2011年1月11日(火)
新年最初のTeam Kisvinにおける公式活動が本日開催されました。
昨年12月の『整枝剪定理論と科学的検証』の続編として『整枝剪定理論実践』と称し、剪定講習会を「若手醸造家・農家研究会」の主催で行いました。講師はTeam Kisvinメンバーの池川仁が務めました。会場は、シャトー酒折・自社農場と(株)i-vines 圃場です。
前回の『整枝剪定理論と科学的検証』では、剪定技術の理論とそのバックボーンについて解説しましたが、今回はこのセミナーを踏まえての実践を現場で実技を交えて説明するという形式で行われています。参加者は約50名で、寒さが染み入る時期で手がかじかみそうな中、多くの方々が筆を取って熱心にメモを書き、説明に聴き入ってました。
過去ワイナリー関係者を対象にした全ての仕立てを網羅した剪定の体系的な講習は殆ど行われてませんでしたが、栽培技術の本格的な底上げを図るために昨年から勉強会を始め、今回は昨年の一連のセミナーの流れを引き継ぐ形で剪定の実践を現場で学習することになりました。
剪定でどう仕立てるかとなると、ついつい「形」に目が行きがちになりますが、樹の状態・すなわち『樹相』を見て行くと一本一本毎に異なるのが通常で、その個性に応じた対応の仕方が重要になって来ます。従って、一律に「ギヨーは何芽残す。」や「コルドンの芽座(スパー)は2芽。」といった形式に囚われるのでは無く、植物の生理に則した生育のさせ方を数年先を見据えてグランドデザインする作業が剪定であり、整枝・新梢管理も含めて栽培管理するための方向性を決める大事な作業です。
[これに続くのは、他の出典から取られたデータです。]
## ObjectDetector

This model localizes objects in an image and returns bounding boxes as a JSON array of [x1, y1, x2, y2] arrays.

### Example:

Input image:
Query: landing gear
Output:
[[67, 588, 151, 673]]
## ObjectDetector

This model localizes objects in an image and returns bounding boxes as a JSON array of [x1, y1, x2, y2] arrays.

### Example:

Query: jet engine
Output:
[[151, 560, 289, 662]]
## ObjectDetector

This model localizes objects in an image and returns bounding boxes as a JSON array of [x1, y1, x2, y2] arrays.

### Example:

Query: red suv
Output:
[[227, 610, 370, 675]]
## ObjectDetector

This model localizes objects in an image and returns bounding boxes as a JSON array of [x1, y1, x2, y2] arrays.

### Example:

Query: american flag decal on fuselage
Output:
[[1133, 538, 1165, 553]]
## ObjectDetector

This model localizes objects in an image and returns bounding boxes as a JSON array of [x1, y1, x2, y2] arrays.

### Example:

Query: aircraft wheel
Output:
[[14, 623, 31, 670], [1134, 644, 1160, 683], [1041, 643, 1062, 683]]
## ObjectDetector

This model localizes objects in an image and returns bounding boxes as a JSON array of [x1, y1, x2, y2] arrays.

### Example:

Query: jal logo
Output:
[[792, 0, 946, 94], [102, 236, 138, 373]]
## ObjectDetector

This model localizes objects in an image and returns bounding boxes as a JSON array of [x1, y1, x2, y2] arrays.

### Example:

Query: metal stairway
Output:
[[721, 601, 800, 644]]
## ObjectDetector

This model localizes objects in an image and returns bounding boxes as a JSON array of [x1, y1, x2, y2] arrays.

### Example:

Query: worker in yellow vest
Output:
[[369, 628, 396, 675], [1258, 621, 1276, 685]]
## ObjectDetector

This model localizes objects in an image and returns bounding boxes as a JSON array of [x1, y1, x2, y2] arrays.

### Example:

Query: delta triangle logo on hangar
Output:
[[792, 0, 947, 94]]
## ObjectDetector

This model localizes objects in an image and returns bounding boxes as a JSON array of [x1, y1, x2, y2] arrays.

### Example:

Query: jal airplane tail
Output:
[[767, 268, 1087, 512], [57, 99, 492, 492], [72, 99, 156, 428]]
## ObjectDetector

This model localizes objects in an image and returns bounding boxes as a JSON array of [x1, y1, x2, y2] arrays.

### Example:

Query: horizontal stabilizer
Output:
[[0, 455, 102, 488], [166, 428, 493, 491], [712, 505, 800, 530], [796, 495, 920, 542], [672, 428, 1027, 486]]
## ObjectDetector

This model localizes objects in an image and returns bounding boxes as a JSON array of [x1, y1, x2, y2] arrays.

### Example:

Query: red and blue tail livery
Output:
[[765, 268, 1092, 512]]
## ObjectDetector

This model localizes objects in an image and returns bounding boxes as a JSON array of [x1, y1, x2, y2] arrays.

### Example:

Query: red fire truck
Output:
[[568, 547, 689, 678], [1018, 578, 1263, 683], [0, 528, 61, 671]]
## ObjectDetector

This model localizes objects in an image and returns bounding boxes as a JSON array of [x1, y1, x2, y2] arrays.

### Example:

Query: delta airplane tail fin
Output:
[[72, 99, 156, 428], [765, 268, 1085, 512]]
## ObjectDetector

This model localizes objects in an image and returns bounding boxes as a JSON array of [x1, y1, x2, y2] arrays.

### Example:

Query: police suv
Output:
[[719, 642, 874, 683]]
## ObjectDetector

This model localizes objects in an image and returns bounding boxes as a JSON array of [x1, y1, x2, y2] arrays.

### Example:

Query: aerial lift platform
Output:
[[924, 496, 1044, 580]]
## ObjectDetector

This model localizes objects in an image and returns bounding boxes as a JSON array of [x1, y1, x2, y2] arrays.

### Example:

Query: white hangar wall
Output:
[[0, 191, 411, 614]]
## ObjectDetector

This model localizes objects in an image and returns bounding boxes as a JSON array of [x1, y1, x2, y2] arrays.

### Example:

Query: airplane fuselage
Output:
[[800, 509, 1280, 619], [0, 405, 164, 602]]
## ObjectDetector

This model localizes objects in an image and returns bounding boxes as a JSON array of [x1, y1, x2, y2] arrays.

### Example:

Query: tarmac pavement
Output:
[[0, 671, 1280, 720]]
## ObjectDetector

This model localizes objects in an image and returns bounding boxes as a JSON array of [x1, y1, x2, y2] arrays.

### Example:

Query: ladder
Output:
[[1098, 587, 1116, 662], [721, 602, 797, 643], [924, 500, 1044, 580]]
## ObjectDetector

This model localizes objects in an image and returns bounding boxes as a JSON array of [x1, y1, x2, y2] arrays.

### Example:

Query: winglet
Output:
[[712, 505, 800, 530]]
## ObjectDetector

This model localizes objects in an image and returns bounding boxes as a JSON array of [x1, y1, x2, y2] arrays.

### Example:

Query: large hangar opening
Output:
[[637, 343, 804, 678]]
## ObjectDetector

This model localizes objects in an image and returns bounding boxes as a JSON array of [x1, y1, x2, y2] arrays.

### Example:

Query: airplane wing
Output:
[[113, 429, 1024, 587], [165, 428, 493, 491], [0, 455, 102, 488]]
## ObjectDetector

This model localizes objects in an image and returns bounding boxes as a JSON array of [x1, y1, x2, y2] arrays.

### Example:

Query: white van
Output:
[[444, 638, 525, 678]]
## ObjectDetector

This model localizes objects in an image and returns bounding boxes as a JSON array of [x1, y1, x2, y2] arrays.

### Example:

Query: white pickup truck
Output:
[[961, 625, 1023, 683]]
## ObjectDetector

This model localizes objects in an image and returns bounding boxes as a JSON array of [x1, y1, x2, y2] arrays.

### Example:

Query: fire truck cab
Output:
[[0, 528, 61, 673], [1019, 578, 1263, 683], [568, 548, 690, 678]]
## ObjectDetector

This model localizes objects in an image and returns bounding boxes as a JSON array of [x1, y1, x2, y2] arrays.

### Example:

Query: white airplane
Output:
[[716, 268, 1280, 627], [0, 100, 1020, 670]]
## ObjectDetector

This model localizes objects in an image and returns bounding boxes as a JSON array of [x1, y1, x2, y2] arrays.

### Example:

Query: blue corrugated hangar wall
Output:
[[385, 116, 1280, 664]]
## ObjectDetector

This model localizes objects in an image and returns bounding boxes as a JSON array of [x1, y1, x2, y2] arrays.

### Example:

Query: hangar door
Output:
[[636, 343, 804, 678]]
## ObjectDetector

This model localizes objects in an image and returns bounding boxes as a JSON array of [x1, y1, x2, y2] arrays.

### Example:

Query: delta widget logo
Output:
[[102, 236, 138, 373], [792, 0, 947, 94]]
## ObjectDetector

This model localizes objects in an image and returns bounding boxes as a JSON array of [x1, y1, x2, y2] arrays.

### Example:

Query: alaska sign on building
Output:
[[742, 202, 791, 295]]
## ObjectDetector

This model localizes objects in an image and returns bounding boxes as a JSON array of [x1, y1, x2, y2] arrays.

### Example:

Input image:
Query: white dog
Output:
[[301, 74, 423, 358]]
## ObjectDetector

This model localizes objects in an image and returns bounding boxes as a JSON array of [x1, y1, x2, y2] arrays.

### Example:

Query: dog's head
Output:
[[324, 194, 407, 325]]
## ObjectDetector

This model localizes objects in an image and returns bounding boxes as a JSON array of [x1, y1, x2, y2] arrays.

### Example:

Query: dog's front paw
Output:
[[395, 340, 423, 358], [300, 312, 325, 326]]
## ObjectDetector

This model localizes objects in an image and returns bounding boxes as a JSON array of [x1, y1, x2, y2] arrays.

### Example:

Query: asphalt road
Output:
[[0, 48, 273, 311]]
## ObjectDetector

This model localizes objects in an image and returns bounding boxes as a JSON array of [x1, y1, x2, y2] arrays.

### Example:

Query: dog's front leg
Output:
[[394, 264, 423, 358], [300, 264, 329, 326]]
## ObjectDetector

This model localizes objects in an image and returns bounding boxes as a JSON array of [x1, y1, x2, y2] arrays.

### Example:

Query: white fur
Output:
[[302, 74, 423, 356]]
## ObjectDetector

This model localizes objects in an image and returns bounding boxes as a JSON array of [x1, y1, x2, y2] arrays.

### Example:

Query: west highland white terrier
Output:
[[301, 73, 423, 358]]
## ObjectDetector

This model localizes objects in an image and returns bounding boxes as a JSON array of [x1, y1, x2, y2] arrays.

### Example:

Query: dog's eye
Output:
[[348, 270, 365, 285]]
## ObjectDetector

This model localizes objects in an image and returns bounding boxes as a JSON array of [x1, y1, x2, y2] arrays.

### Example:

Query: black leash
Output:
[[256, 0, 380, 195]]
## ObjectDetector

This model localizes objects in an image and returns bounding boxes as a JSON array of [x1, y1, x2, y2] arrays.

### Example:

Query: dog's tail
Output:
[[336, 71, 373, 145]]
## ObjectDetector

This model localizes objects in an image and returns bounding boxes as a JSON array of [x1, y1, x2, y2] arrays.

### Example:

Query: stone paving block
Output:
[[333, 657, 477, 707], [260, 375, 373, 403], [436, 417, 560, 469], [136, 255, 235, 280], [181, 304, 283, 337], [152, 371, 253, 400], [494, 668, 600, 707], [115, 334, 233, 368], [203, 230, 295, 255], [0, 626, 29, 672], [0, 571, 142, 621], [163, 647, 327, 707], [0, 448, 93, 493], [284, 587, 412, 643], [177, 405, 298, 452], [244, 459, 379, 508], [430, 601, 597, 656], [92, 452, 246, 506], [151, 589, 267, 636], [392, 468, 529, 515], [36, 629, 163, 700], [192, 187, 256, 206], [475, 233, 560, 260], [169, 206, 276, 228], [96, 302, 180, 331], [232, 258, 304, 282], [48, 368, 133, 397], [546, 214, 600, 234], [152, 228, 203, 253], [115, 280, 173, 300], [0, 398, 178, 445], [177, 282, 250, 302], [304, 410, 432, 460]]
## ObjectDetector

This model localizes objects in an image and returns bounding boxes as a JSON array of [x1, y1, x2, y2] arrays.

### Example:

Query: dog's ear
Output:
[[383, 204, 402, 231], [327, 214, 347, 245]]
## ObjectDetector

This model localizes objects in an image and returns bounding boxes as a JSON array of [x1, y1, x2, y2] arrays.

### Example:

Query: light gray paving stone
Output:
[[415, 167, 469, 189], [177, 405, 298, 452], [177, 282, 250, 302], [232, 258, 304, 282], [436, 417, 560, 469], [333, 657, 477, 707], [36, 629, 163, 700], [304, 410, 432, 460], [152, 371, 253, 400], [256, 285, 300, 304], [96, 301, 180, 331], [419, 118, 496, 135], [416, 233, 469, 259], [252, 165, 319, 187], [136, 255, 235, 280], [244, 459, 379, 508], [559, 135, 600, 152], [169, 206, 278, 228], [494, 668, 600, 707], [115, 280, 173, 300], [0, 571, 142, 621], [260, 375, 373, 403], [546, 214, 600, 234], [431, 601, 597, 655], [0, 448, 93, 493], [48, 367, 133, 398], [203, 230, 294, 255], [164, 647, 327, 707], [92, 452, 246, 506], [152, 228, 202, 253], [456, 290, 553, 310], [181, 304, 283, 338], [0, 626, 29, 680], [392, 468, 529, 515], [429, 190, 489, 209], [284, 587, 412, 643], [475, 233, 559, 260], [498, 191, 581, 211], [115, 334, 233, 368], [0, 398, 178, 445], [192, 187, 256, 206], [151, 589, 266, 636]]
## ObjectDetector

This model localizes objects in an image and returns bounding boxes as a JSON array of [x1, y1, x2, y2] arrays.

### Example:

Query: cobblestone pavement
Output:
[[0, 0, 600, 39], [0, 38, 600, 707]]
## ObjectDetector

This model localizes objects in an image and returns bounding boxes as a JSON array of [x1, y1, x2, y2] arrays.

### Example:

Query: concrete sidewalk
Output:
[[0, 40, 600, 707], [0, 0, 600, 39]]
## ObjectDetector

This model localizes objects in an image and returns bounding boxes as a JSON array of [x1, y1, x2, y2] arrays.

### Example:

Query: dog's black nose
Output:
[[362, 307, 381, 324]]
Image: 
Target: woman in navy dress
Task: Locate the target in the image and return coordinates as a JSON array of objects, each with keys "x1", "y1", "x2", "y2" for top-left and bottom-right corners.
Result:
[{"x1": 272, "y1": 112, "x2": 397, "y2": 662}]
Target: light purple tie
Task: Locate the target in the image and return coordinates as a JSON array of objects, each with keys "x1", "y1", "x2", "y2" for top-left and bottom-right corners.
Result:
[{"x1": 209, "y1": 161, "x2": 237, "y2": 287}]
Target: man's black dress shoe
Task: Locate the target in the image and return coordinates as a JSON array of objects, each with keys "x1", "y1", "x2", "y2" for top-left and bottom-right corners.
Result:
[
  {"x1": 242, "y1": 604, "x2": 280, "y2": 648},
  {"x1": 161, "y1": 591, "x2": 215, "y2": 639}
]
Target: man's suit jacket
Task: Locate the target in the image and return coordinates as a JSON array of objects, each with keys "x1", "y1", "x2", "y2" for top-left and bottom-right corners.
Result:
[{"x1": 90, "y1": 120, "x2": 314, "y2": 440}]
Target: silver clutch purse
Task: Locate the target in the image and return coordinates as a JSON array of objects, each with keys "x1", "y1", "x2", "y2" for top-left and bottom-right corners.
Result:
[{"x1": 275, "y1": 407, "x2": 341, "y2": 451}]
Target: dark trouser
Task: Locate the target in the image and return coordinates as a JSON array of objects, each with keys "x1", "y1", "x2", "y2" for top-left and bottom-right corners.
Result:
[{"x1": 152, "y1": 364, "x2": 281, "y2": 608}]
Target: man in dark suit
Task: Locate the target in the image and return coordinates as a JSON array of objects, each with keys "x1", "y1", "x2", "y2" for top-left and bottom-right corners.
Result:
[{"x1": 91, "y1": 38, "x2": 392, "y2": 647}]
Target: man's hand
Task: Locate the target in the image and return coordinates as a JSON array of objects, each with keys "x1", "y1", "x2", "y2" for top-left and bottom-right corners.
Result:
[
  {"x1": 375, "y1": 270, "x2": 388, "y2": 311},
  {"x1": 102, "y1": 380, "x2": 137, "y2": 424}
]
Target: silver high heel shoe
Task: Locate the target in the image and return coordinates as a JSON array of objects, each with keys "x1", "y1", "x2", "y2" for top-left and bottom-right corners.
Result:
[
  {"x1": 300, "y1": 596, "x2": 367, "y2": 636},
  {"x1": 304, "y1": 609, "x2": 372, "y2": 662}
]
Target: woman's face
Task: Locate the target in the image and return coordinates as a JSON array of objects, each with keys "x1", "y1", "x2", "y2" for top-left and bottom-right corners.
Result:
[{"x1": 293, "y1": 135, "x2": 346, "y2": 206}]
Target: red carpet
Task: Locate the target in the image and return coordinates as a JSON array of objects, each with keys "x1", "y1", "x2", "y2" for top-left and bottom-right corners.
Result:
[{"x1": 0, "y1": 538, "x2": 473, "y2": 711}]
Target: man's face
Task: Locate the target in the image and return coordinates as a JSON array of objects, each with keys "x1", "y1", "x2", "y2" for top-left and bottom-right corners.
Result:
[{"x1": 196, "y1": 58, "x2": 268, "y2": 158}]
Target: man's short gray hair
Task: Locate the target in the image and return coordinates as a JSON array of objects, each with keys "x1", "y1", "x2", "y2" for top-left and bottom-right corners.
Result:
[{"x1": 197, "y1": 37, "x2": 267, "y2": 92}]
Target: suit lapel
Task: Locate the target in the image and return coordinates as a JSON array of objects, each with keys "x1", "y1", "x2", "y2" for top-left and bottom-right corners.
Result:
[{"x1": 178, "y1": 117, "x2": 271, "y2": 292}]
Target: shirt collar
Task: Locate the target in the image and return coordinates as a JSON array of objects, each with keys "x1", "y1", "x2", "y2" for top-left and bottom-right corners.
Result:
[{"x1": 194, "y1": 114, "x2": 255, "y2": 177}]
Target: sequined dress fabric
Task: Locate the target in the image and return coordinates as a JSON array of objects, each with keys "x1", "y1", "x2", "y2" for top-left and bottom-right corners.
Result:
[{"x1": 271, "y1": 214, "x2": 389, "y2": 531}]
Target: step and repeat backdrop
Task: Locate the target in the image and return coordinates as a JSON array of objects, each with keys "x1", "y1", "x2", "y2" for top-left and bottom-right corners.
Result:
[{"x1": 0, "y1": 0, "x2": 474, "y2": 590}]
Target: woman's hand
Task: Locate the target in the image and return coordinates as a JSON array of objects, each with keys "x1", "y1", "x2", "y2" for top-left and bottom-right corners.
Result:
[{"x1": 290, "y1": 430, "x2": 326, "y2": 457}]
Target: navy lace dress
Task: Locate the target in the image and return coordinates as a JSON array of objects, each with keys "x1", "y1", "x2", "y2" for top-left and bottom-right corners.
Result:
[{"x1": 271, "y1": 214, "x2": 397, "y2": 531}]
講習では、垣根式での仕立てとX字型長梢での仕立てを中心に剪定の進め方とその習得ポイントを詳細に説明しました。前年3月の勉強会の報告にも記しましたが、全く違う仕立てではあっても、習得に必要な考え方は共通する事項が多くあり、そのベースになっているのが植物生理に基づくものです。また、充実した枝の見極めとその残し方(枝の選択や長さ等)は仕立ての形式に拠らず、果実品質を高めた上で一定の収量を確保すると云う剪定の目的を全うする上で重要です。そうした点を学ぶために実践での体感は大事で、このような講習は数少ない貴重な機会であります。
今回は若木の剪定も解説してますので、成長を見ながら継続的に観察することが可能になっています。こうした学習とすることで、剪定と管理の仕方の習得が年を追って容易になると考えております。若手の会では、引き続き来季も体系的な学習の場を提供し、栽培技術の向上を進めて参ります。